This work addresses the challenge of face restoration under severe degradation, where critical identity-preserving details are often lost due to extreme information deficiency. To tackle this, we propose HDRFace, a framework that enhances conditional generation through high-dimensional semantic representations. Specifically, an off-the-shelf restorer first produces an intermediate result, and a pretrained high-dimensional feature encoder extracts fine-grained representations from both the degraded input and the intermediate output, which are then injected as additional conditions into the generative process. Without altering the backbone architecture, our method introduces a novel Structure-and-Details-aware Fusion Mechanism (SDFM) that adaptively strengthens global structural constraints during coarse modeling and representation-guided detail synthesis in the refinement stage. Extensive experiments demonstrate that HDRFace consistently improves both restoration quality and identity fidelity across diverse generative backbones, including Stable Diffusion V2.1-base and Qwen-Image.

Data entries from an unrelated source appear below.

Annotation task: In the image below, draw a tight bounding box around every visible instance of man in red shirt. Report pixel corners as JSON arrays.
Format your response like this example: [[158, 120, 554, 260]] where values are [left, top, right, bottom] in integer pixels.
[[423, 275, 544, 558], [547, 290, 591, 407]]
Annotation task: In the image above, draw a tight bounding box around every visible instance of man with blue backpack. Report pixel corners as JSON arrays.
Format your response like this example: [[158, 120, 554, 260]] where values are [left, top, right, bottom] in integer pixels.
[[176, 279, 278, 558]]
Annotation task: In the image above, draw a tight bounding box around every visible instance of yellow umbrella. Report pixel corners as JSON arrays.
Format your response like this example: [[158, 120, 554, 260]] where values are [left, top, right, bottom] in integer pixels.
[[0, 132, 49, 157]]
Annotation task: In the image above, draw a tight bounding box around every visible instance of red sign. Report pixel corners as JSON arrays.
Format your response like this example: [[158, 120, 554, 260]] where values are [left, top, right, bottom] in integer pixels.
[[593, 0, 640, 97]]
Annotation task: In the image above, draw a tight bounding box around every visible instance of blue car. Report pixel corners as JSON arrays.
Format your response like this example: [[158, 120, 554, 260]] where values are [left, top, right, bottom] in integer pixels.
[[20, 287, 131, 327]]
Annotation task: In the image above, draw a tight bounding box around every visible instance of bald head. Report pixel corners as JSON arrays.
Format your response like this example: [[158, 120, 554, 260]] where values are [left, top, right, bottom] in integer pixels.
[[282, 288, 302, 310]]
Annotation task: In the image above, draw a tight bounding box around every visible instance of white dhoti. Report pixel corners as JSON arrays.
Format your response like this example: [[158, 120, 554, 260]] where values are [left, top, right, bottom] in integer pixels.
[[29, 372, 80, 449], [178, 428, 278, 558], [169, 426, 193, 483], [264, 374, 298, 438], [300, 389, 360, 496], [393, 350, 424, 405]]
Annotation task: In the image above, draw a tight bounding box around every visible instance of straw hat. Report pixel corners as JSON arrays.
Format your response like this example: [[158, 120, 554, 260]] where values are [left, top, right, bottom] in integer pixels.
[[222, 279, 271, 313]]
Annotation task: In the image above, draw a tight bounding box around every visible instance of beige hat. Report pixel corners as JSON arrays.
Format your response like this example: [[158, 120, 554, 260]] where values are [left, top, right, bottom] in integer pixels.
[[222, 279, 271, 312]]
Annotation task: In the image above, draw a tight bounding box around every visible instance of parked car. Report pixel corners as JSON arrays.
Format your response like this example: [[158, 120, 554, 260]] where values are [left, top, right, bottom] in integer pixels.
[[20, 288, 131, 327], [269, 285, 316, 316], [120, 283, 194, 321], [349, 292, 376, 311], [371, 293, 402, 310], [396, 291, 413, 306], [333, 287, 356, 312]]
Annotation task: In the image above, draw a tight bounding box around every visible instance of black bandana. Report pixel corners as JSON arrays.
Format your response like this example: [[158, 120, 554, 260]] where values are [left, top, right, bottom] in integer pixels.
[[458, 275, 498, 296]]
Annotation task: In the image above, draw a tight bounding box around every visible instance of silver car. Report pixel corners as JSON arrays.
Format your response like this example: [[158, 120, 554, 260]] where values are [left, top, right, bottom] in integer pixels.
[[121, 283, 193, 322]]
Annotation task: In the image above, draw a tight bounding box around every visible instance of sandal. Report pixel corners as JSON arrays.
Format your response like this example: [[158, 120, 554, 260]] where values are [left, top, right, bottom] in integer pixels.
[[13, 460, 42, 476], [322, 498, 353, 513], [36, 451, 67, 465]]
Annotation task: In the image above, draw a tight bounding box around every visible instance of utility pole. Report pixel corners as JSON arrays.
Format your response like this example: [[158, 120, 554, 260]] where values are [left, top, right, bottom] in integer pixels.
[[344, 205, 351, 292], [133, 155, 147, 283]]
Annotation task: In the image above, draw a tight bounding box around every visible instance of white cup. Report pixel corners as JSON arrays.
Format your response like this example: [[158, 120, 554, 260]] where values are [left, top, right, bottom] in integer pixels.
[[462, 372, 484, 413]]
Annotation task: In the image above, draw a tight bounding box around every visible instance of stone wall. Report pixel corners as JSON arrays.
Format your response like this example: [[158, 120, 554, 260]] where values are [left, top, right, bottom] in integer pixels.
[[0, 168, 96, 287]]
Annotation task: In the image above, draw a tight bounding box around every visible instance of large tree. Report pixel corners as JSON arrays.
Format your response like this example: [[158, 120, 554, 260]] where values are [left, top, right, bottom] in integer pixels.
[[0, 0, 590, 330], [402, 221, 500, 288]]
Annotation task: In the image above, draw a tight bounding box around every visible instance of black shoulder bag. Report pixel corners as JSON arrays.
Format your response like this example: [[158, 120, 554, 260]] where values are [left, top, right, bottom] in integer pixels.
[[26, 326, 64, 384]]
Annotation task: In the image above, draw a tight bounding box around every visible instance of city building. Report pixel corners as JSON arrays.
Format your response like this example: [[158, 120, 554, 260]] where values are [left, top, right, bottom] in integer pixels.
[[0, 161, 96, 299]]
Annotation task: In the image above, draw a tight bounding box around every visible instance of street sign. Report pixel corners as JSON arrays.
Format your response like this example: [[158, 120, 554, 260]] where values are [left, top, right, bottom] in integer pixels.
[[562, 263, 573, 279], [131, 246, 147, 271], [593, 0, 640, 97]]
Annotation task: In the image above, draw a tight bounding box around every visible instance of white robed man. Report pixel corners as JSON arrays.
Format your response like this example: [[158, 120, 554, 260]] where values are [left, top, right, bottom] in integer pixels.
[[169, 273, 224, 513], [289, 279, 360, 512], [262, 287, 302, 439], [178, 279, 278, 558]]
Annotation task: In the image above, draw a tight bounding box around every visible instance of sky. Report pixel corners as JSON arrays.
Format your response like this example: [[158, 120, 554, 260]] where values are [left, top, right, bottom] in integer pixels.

Face restoration under complex degradations still remains an ill-posed inverse problem due to severe information loss. Although diffusion models benefit from strong generative priors, most methods still condition only on low-quality inputs, making it difficult to recover identity-critical details under heavy degradations. In this work, we propose HDRFace, a High-Dimensional Representation conditioned Face restoration framework that injects semantically rich priors into the conditional flow without modifying the generative backbone. Our pipeline first obtains a structurally reliable intermediate restoration with an off-the-shelf restorer, then uses a pretrained high-dimensional feature encoder to extract fine-grained facial representations from both the low-quality input and the intermediate result, and injects them as additional conditions for generation. We further introduce SDFM, a Structure-Detail aware adaptive Fusion Mechanism that emphasizes global constraints during structure modeling and strengthens representation guidance during detail synthesis, balancing structural consistency and detail fidelity. To validate the generalization ability of our method, we implement the proposed framework on two generative models, SD V2.1-base and Qwen-Image, and consistently observe stable and coherent performance gains across different architectures.